Alerts

Apr 20, 2009

Emergency Response for Financial Catastrophe

Within the span of one year, the stock market lost 50 percent of its value, which is equal to over $7.4 trillion. Charitable foundations have been obliterated. State pension funds have been crippled. The man on the street who sought to manage his own retirement fund and invest in the stock market has been left stunned and his financial health a shadow of its former self.

Some would like to point their finger to those subprime borrowers and say that they caused this catastrophe. However, it is important to note that of the trillions of dollars lost, only about $500 billion, or less than 7 percent, is attributed to the subprime losses themselves. So for certain, it wasn't a conspiracy by subprime borrowers to take down the market. It runs much deeper than that. Because greed was allowed to run unchecked, it brought down a global economy.

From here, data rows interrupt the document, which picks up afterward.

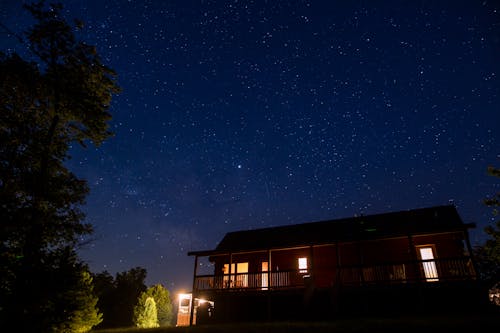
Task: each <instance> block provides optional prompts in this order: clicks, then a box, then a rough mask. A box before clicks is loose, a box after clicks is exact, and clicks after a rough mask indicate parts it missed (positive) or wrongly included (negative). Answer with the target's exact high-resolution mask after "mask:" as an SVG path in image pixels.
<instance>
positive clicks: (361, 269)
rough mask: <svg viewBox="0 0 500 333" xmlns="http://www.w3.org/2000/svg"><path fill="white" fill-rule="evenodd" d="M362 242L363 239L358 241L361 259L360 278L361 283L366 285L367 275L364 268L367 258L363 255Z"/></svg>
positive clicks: (360, 282)
mask: <svg viewBox="0 0 500 333" xmlns="http://www.w3.org/2000/svg"><path fill="white" fill-rule="evenodd" d="M361 244H362V243H361V241H357V242H356V245H357V248H358V259H359V265H358V268H359V279H360V283H361V285H364V284H365V276H364V274H363V268H364V267H365V259H364V257H363V250H362V248H361Z"/></svg>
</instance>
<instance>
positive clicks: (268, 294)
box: [267, 249, 272, 321]
mask: <svg viewBox="0 0 500 333" xmlns="http://www.w3.org/2000/svg"><path fill="white" fill-rule="evenodd" d="M271 267H272V266H271V250H270V249H268V250H267V320H268V321H271V319H272V306H271Z"/></svg>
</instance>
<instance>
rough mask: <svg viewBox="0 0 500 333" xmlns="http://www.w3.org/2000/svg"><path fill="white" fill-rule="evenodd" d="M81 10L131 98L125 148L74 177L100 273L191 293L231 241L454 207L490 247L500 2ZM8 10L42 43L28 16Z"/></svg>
mask: <svg viewBox="0 0 500 333" xmlns="http://www.w3.org/2000/svg"><path fill="white" fill-rule="evenodd" d="M65 3H66V7H65V8H66V13H67V15H68V17H77V18H80V19H82V20H83V21H84V22H86V29H85V30H84V34H83V36H82V37H83V39H84V40H86V41H88V42H89V43H91V44H95V45H96V46H97V48H98V51H99V52H100V54H101V55H102V58H103V60H104V62H105V63H106V64H107V65H109V66H110V67H111V68H113V69H115V70H116V71H117V73H118V75H119V76H118V80H119V84H120V85H121V87H122V89H123V92H122V93H121V94H120V95H119V96H116V98H115V99H114V101H113V104H112V108H111V112H112V114H113V120H112V122H111V127H112V130H113V131H114V133H115V136H114V137H113V138H111V139H109V140H108V141H107V142H105V143H104V144H103V145H102V146H101V147H99V148H93V147H90V148H88V149H87V150H83V149H81V148H79V147H75V148H74V150H73V152H72V155H73V159H72V160H70V161H69V162H68V166H69V167H70V168H71V169H72V170H73V171H75V172H76V173H77V174H78V175H79V176H81V177H83V178H86V179H87V180H88V182H89V184H90V187H91V194H90V196H89V197H88V202H87V204H86V206H85V208H84V209H85V211H86V213H87V221H88V222H91V223H92V224H93V225H94V226H95V234H94V237H95V241H94V242H93V243H92V245H90V246H87V247H86V248H84V249H82V251H81V254H82V256H83V258H84V259H85V260H87V261H88V262H89V263H90V266H91V268H92V270H93V271H95V272H99V271H102V270H105V269H106V270H108V271H109V272H111V273H112V274H114V273H116V272H117V271H124V270H128V269H129V268H132V267H135V266H142V267H144V268H146V269H147V270H148V281H147V282H148V284H152V283H157V282H161V283H163V284H165V285H166V286H167V287H168V288H169V289H170V290H171V291H172V292H176V291H178V290H179V289H189V288H190V285H191V282H192V280H191V278H192V264H193V260H192V258H190V257H188V256H187V255H186V253H187V251H190V250H203V249H212V248H214V247H215V246H216V244H217V242H218V241H219V240H220V239H221V238H222V237H223V235H224V234H225V233H226V232H228V231H233V230H240V229H249V228H259V227H265V226H275V225H283V224H290V223H301V222H308V221H316V220H324V219H335V218H342V217H351V216H354V215H356V214H358V215H359V214H365V215H368V214H375V213H382V212H388V211H397V210H406V209H412V208H420V207H426V206H432V205H442V204H449V203H454V204H455V205H456V206H457V208H458V211H459V213H460V214H461V216H462V218H463V219H464V221H465V222H476V223H477V224H478V228H477V229H476V230H475V231H473V232H472V233H471V235H472V239H473V242H474V243H475V244H477V242H479V241H480V240H481V239H482V237H483V236H482V234H483V233H482V229H483V228H484V226H485V225H487V224H488V223H489V222H490V221H492V216H491V210H489V209H488V208H486V207H484V206H483V204H482V199H483V198H484V197H485V196H487V195H488V194H493V193H495V192H497V191H500V185H499V184H498V181H496V180H495V179H494V178H493V177H490V176H487V174H486V169H487V167H488V165H496V166H499V164H500V149H499V142H500V140H499V139H500V131H499V124H500V110H499V109H500V84H499V83H500V82H499V76H500V61H499V60H500V59H499V56H500V5H499V3H498V2H493V1H377V2H376V5H375V2H372V1H324V2H319V1H318V2H316V1H294V2H290V1H265V2H261V1H227V2H226V1H118V0H110V1H84V0H74V1H65ZM0 9H1V10H2V11H1V18H0V19H1V21H2V22H4V24H6V25H8V26H10V27H11V28H12V29H13V30H16V31H20V30H22V29H23V28H26V27H27V24H28V21H27V20H26V14H23V13H22V11H21V9H20V4H19V1H2V4H1V5H0ZM1 38H2V41H1V45H2V48H3V49H6V48H10V49H11V50H17V51H18V52H22V50H21V49H22V47H21V46H20V45H18V44H16V40H15V39H12V38H8V37H7V36H6V35H1Z"/></svg>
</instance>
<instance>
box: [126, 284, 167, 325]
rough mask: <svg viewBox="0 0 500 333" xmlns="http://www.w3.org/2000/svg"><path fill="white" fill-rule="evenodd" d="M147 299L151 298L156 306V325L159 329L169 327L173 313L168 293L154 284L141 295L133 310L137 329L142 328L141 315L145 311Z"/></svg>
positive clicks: (166, 291)
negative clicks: (133, 309)
mask: <svg viewBox="0 0 500 333" xmlns="http://www.w3.org/2000/svg"><path fill="white" fill-rule="evenodd" d="M148 298H153V299H154V301H155V304H156V310H157V318H158V325H159V326H161V327H166V326H171V325H172V318H173V311H172V301H171V299H170V293H169V291H168V290H167V289H166V288H165V287H164V286H163V285H161V284H156V285H154V286H152V287H150V288H148V290H146V291H145V292H143V293H141V296H140V297H139V300H138V302H137V305H136V307H135V309H134V323H135V325H136V326H138V327H142V326H140V325H142V321H143V320H144V317H143V315H142V314H143V313H144V311H145V306H146V301H147V299H148Z"/></svg>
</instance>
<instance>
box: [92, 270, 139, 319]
mask: <svg viewBox="0 0 500 333" xmlns="http://www.w3.org/2000/svg"><path fill="white" fill-rule="evenodd" d="M145 279H146V270H145V269H144V268H141V267H135V268H132V269H130V270H128V271H125V272H121V273H117V274H116V278H113V276H111V275H110V274H109V273H108V272H106V271H104V272H102V273H99V274H96V275H94V285H95V290H96V293H97V295H98V297H99V301H98V303H97V305H98V307H99V309H100V310H101V311H102V313H103V321H102V323H101V324H100V325H99V326H98V327H99V328H116V327H130V326H133V324H134V322H133V314H134V307H135V306H136V304H137V300H138V298H139V296H140V295H141V293H142V292H144V291H145V290H146V285H145V284H144V281H145Z"/></svg>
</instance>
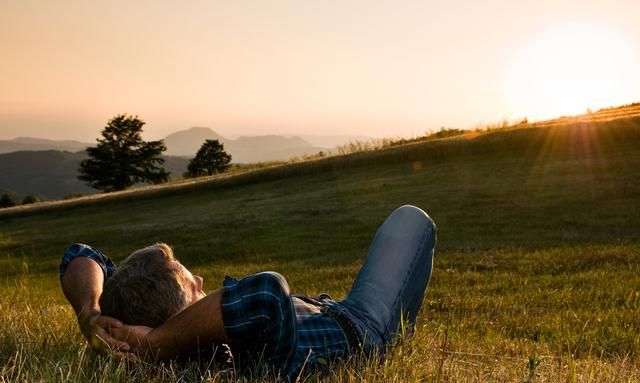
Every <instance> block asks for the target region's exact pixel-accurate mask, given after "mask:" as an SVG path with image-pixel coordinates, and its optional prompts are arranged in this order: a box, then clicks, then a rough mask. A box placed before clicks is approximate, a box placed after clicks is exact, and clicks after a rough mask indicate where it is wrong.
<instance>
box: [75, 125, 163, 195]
mask: <svg viewBox="0 0 640 383" xmlns="http://www.w3.org/2000/svg"><path fill="white" fill-rule="evenodd" d="M144 124H145V122H144V121H142V120H140V119H139V118H138V117H137V116H135V117H134V116H128V115H124V114H120V115H118V116H115V117H114V118H112V119H111V120H109V122H108V123H107V126H105V128H104V130H102V138H101V139H100V138H98V140H97V141H98V144H97V146H95V147H90V148H87V154H88V155H89V157H90V158H88V159H86V160H84V161H82V162H81V163H80V175H79V176H78V179H80V180H81V181H85V182H86V183H87V184H88V185H89V186H91V187H93V188H95V189H99V190H103V191H105V192H110V191H116V190H124V189H126V188H128V187H129V186H131V185H133V184H136V183H140V182H146V183H161V182H166V181H167V180H168V179H169V173H168V172H167V171H166V170H165V169H164V168H162V166H161V165H162V164H163V163H164V159H162V157H160V155H161V154H162V152H163V151H165V150H167V147H166V146H165V145H164V142H162V140H160V141H143V140H142V137H141V133H142V127H143V126H144Z"/></svg>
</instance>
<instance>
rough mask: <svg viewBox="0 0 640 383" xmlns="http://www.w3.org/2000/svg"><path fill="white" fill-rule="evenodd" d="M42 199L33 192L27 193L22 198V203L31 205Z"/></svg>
mask: <svg viewBox="0 0 640 383" xmlns="http://www.w3.org/2000/svg"><path fill="white" fill-rule="evenodd" d="M38 201H40V200H39V199H38V197H36V196H34V195H33V194H27V195H26V196H24V198H23V199H22V204H23V205H29V204H32V203H36V202H38Z"/></svg>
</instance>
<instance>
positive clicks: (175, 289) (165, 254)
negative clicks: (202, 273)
mask: <svg viewBox="0 0 640 383" xmlns="http://www.w3.org/2000/svg"><path fill="white" fill-rule="evenodd" d="M204 295H205V294H204V292H203V291H202V278H200V277H197V276H196V277H194V276H193V275H192V274H191V273H190V272H189V270H187V269H186V268H185V267H184V266H182V264H181V263H180V262H178V261H177V260H176V259H175V258H174V257H173V251H172V250H171V248H170V247H169V246H168V245H166V244H164V243H159V244H156V245H153V246H149V247H145V248H144V249H140V250H137V251H135V252H134V253H132V254H131V255H130V256H129V257H127V259H125V260H124V261H123V262H122V263H121V264H120V266H119V267H118V271H116V272H115V273H114V274H113V275H112V276H111V278H109V279H108V280H107V281H106V283H105V285H104V290H103V292H102V296H101V297H100V308H101V310H102V313H103V314H105V315H109V316H112V317H115V318H118V319H120V320H122V321H123V322H125V323H127V324H132V325H145V326H150V327H157V326H159V325H160V324H162V323H163V322H164V321H166V320H167V319H169V317H171V316H172V315H174V314H176V313H177V312H179V311H180V310H182V309H184V308H185V307H187V306H188V305H190V304H191V303H193V302H195V301H197V300H198V299H200V298H202V297H204Z"/></svg>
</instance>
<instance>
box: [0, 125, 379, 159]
mask: <svg viewBox="0 0 640 383" xmlns="http://www.w3.org/2000/svg"><path fill="white" fill-rule="evenodd" d="M370 139H371V138H370V137H365V136H312V135H304V136H297V135H265V136H250V137H240V138H238V139H236V140H233V139H228V138H225V137H223V136H222V135H220V134H218V133H216V132H215V131H213V130H211V129H209V128H206V127H193V128H190V129H186V130H182V131H179V132H176V133H172V134H170V135H168V136H167V137H165V139H164V143H165V145H166V146H167V151H166V152H165V154H166V155H168V156H181V157H188V158H192V157H193V156H195V154H196V152H197V151H198V149H200V146H201V145H202V143H203V142H204V141H205V140H219V141H220V142H222V143H223V144H224V146H225V149H226V151H227V152H228V153H230V154H231V156H232V157H233V158H232V162H233V163H252V162H261V161H275V160H287V159H289V158H292V157H299V156H303V155H305V154H314V153H317V152H319V151H327V150H329V149H333V148H335V147H337V146H339V145H345V144H347V143H349V142H353V141H367V140H370ZM89 146H95V143H86V142H80V141H73V140H64V141H57V140H48V139H42V138H32V137H18V138H15V139H13V140H0V154H1V153H11V152H18V151H35V150H58V151H68V152H79V151H84V150H85V149H86V148H87V147H89Z"/></svg>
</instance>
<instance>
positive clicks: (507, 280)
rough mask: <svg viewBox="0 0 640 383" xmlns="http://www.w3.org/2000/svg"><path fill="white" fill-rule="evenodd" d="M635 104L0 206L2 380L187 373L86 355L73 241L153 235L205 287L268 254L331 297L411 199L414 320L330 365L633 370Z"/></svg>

Who aided and abetted this greed? In large part, the answers are found in information that we are not being given. For example, AIG has received hundreds of billions of dollars in several bailouts from the federal government. There is a shroud of secrecy as to whom AIG paid out monies. It is only recently that the New York attorney general has been attempting to make it public. We have been told that the big players (known as counterparties) received big payouts from AIG. For example, those entities that received tens of billions of dollars from AIG include Goldman Sachs, Merrill Lynch, JPMorgan Chase and others. This is on top of the bailouts that these companies received directly from the federal government as Troubled Asset Relief Program (TARP) recipients.

But, taking a step back, how did this all happen? Somebody came up with the idea to take something that is similar to damaged goods, such as the subprime loans, and package it with something good—thereby tainting it all—and then the system fed on itself. Companies have been charged with creating fictitious trading markets amongst themselves. And, how can you have independent review when the rating agencies themselves are paid fees by the very same firms that they are rating? Also, it has been alleged that the U.S. Securites and Exchange Commission (SEC) failed to uncover conflicts and irregularities. The powerhouse accounting firms also share in the blame. Satyam, the mammoth Indian outsourcing firm, earlier this year plunged the Indian stock market into financial chaos when it was uncovered that they had at least 54,000 less employees than were listed on their books and had committed a billion-dollar fraud. How does something like this escape its "independent" auditors?

Bottom Line: What are you to do? Preserve evidence. Look around your house and locate all those statements—all the information that you received from your trusted advisers. These very well may come into play in the near future. It is important what statements were made as well as sometimes more importantly what was not stated. Undisclosed conflicts of interest may be difficult to find, but there is usually a payment trail that can be uncovered with some digging. Both domestic and off-shore bank accounts will be scrutinized as well as payments to "outside vendors." All contractual relationships will be investigated to determine whether it involves a truly arms-length relationship, simply the same party or other undisclosed conflicts of interests.